Oleh sebab itu, Fithra berpendapat, konflik teritorial antara China dengan Indonesia hanya berada di ranah politik. ”Apalagi, secara ekonomi, China menilai Indonesia penting bagi jaringan produksinya di tengah perang dagang dengan AS,” ujarnya.
Penyelesaian trase
Salah satu proyek kolaborasi antara badan usaha milik negara (BUMN) Indonesia dan BUMN China ialah proyek pembangunan kereta cepat Jakarta-Bandung yang memiliki jalur sepanjang 142,3 kilometer (km). Pihak-pihak yang terlibat itu tergabung dalam konsorsium PT Kereta Cepat Indonesia China (KCIC) dengan pembiayaan yang sebanyak 75 persen berasal dari pinjaman Bank Pembangunan China (CBD) (Kompas, 20/12/2019).
Secara tersirat, permasalahan teritorial di Laut Natuna Utara tidak berdampak pada keberjalanan proyek PT KCIC. KCIC tetap memiliki target konstruksi sepanjang 2020.
Menurut Direktur Utama PT KCIC Chandra Dwiputra, pekerjaan konstruksi akan semakin masif dengan fokus utama pada penyelesaian trase sepanjang 2020 ini. ”Seiring dengan hal tersebut, rel kereta cepat juga akan datang pada tahun 2020,” ujarnya saat dihubungi, Rabu.

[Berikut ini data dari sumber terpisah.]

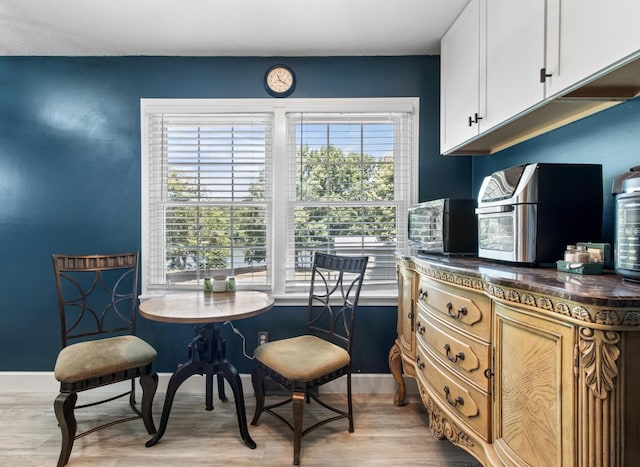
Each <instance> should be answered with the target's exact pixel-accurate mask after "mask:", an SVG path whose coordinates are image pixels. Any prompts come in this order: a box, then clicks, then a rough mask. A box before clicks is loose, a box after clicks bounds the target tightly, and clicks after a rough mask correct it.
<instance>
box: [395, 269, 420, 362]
mask: <svg viewBox="0 0 640 467" xmlns="http://www.w3.org/2000/svg"><path fill="white" fill-rule="evenodd" d="M416 282H417V280H416V273H415V272H414V271H411V270H409V269H406V268H399V269H398V294H399V298H400V299H399V300H398V340H399V341H400V345H402V351H403V353H404V354H405V355H410V356H411V357H415V355H416V354H415V351H416V336H415V332H414V322H415V313H416V311H415V307H416V303H415V293H416V292H415V290H416V287H417V286H416Z"/></svg>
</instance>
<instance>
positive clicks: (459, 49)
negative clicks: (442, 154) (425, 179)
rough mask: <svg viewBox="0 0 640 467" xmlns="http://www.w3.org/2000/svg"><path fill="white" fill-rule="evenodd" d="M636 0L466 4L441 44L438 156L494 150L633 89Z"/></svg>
mask: <svg viewBox="0 0 640 467" xmlns="http://www.w3.org/2000/svg"><path fill="white" fill-rule="evenodd" d="M639 18H640V0H609V1H606V2H604V1H601V0H471V2H470V3H469V5H468V6H467V8H466V9H465V10H464V11H463V13H462V14H461V15H460V17H458V19H457V20H456V21H455V22H454V24H453V25H452V26H451V28H450V29H449V31H447V33H446V34H445V36H444V37H443V38H442V42H441V146H440V149H441V152H442V153H443V154H492V153H494V152H497V151H500V150H502V149H505V148H507V147H510V146H513V145H514V144H517V143H519V142H522V141H526V140H527V139H530V138H533V137H535V136H537V135H540V134H543V133H545V132H547V131H550V130H553V129H555V128H559V127H560V126H563V125H566V124H568V123H571V122H574V121H576V120H578V119H580V118H583V117H586V116H588V115H592V114H593V113H596V112H598V111H600V110H603V109H606V108H608V107H611V106H612V105H616V104H618V103H620V102H624V101H625V100H626V99H630V98H633V97H635V96H637V95H640V26H638V25H637V24H635V23H637V22H638V20H639Z"/></svg>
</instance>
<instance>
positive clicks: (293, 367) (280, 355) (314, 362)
mask: <svg viewBox="0 0 640 467" xmlns="http://www.w3.org/2000/svg"><path fill="white" fill-rule="evenodd" d="M367 261H368V257H366V256H362V257H349V256H335V255H328V254H323V253H316V254H315V256H314V261H313V269H312V274H311V286H310V287H311V289H310V291H309V301H308V305H307V331H306V334H305V335H301V336H297V337H292V338H289V339H282V340H277V341H272V342H268V343H266V344H263V345H260V346H258V348H257V349H256V350H255V352H254V357H255V359H256V361H257V362H258V366H257V367H256V368H255V369H254V370H253V372H252V374H251V378H252V382H253V388H254V391H255V395H256V410H255V414H254V416H253V420H252V421H251V424H252V425H257V424H258V421H259V419H260V415H261V414H262V413H263V412H266V413H268V414H270V415H273V416H275V417H276V418H277V419H279V420H281V421H283V422H284V423H286V424H287V425H288V426H289V428H291V429H292V430H293V463H294V465H298V464H299V463H300V450H301V444H302V443H301V441H302V437H303V436H304V435H306V434H307V433H309V432H311V431H312V430H315V429H316V428H318V427H320V426H322V425H324V424H326V423H329V422H332V421H334V420H339V419H342V418H347V419H348V420H349V432H353V430H354V426H353V406H352V402H351V350H352V346H353V331H354V323H355V317H356V309H357V304H358V298H359V296H360V289H361V287H362V281H363V279H364V274H365V270H366V268H367ZM267 376H269V377H270V378H272V379H273V380H275V381H276V382H278V383H279V384H280V385H281V386H283V387H284V388H285V389H286V390H288V391H291V393H292V394H291V397H289V398H287V399H286V400H284V401H279V402H276V403H273V404H271V405H265V383H264V382H265V378H266V377H267ZM341 376H346V377H347V407H346V410H345V409H344V408H337V407H332V406H330V405H329V404H327V403H326V402H325V401H322V400H321V398H320V394H319V392H318V391H317V388H318V387H319V386H321V385H323V384H325V383H328V382H330V381H333V380H335V379H336V378H339V377H341ZM310 400H313V401H315V402H317V403H319V404H320V405H321V406H322V407H324V408H326V409H328V410H329V411H330V415H329V416H327V417H326V418H323V419H322V420H320V421H318V422H316V423H314V424H313V425H311V426H309V427H308V428H305V429H303V411H304V404H305V401H306V402H310ZM290 402H291V403H292V409H293V413H292V418H293V421H292V422H291V421H290V420H289V419H288V418H285V417H284V416H282V415H281V414H279V413H277V412H276V411H274V409H276V408H277V407H281V406H283V405H285V404H287V403H290Z"/></svg>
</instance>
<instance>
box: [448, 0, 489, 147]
mask: <svg viewBox="0 0 640 467" xmlns="http://www.w3.org/2000/svg"><path fill="white" fill-rule="evenodd" d="M481 6H484V0H482V1H480V0H472V1H471V2H470V3H469V5H468V6H467V7H466V8H465V9H464V11H463V12H462V13H461V14H460V16H459V17H458V18H457V19H456V21H455V22H454V23H453V25H452V26H451V28H449V30H448V31H447V33H446V34H445V35H444V36H443V38H442V41H441V43H440V73H441V78H440V100H441V102H440V149H441V152H443V153H444V152H446V151H447V150H449V149H451V148H453V147H455V146H457V145H459V144H461V143H463V142H464V141H467V140H469V139H471V138H473V137H474V136H476V135H477V134H478V125H477V123H475V122H474V120H475V116H476V115H478V116H479V117H482V115H481V114H480V113H481V109H480V108H479V92H480V49H481V47H482V48H483V47H484V43H483V41H481V40H480V18H481V15H480V11H481ZM469 119H471V122H470V120H469Z"/></svg>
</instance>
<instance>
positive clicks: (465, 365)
mask: <svg viewBox="0 0 640 467" xmlns="http://www.w3.org/2000/svg"><path fill="white" fill-rule="evenodd" d="M397 271H398V281H399V292H400V293H399V303H398V337H397V339H396V342H395V344H394V346H393V347H392V348H391V351H390V353H389V366H390V368H391V372H392V374H393V376H394V378H395V380H396V381H397V383H398V391H397V393H396V394H395V397H394V402H395V404H396V405H398V406H400V405H403V403H404V398H405V385H404V381H403V374H404V375H407V376H410V377H413V378H415V379H416V381H417V383H418V388H419V391H420V395H421V398H422V401H423V403H424V405H425V407H426V408H427V411H428V412H429V427H430V429H431V431H432V433H433V435H435V436H436V437H438V438H441V439H448V440H449V441H451V442H452V443H454V444H456V445H458V446H460V447H462V448H463V449H465V450H466V451H468V452H470V453H471V454H472V455H473V456H475V457H476V458H477V459H478V460H479V461H480V462H482V463H483V464H484V465H491V466H493V465H517V466H525V465H530V466H541V467H548V466H630V465H640V398H636V397H635V392H636V391H640V284H634V283H627V282H623V281H622V280H621V279H620V277H618V276H616V275H615V274H612V273H610V274H603V275H598V276H581V275H576V274H570V273H564V272H559V271H556V270H555V269H544V268H525V267H513V266H508V265H498V264H495V263H492V262H487V261H483V260H479V259H456V258H441V257H435V256H434V257H433V258H422V257H420V258H417V257H414V256H410V255H398V256H397Z"/></svg>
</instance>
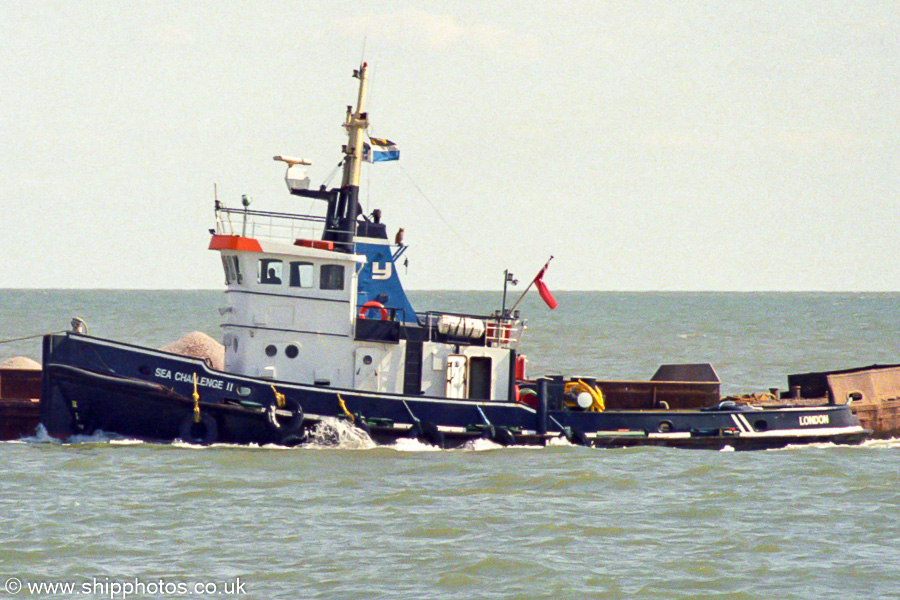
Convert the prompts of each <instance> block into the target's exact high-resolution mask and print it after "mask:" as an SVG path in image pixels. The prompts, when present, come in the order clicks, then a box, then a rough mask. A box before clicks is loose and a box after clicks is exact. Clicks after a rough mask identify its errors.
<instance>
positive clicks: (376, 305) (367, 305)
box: [357, 300, 387, 321]
mask: <svg viewBox="0 0 900 600" xmlns="http://www.w3.org/2000/svg"><path fill="white" fill-rule="evenodd" d="M372 308H377V309H378V310H379V311H380V312H381V320H382V321H387V309H386V308H385V307H384V304H382V303H381V302H376V301H374V300H369V301H368V302H366V303H365V304H363V305H362V307H361V308H360V309H359V315H357V317H358V318H360V319H365V318H366V313H368V312H369V310H370V309H372Z"/></svg>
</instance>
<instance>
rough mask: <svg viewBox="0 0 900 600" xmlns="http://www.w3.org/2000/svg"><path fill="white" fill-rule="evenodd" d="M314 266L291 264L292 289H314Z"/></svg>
mask: <svg viewBox="0 0 900 600" xmlns="http://www.w3.org/2000/svg"><path fill="white" fill-rule="evenodd" d="M312 278H313V266H312V263H307V262H292V263H291V279H290V286H291V287H299V288H310V287H312Z"/></svg>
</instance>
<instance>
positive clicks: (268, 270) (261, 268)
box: [256, 258, 282, 285]
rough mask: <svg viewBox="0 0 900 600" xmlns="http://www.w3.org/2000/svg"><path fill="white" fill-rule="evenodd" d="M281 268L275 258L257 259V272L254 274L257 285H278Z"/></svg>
mask: <svg viewBox="0 0 900 600" xmlns="http://www.w3.org/2000/svg"><path fill="white" fill-rule="evenodd" d="M281 267H282V264H281V261H280V260H278V259H277V258H261V259H259V270H258V272H257V274H256V280H257V281H258V282H259V283H266V284H274V285H280V284H281Z"/></svg>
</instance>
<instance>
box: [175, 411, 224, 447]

Adapun pembebasan lahan untuk trase telah mencapai 99 persen pada akhir 2019. Chandra menargetkan, pembebasan lahan dapat tuntas pada awal 2020.
Sepanjang 2019, proyek kereta cepat Jakarta-Bandung telah mencapai tahap pemasangan girder, penembusan satu terowongan (tunnel), dan konstruksi 10 terowongan. Korporasi juga telah membangun depo dan empat stasiun.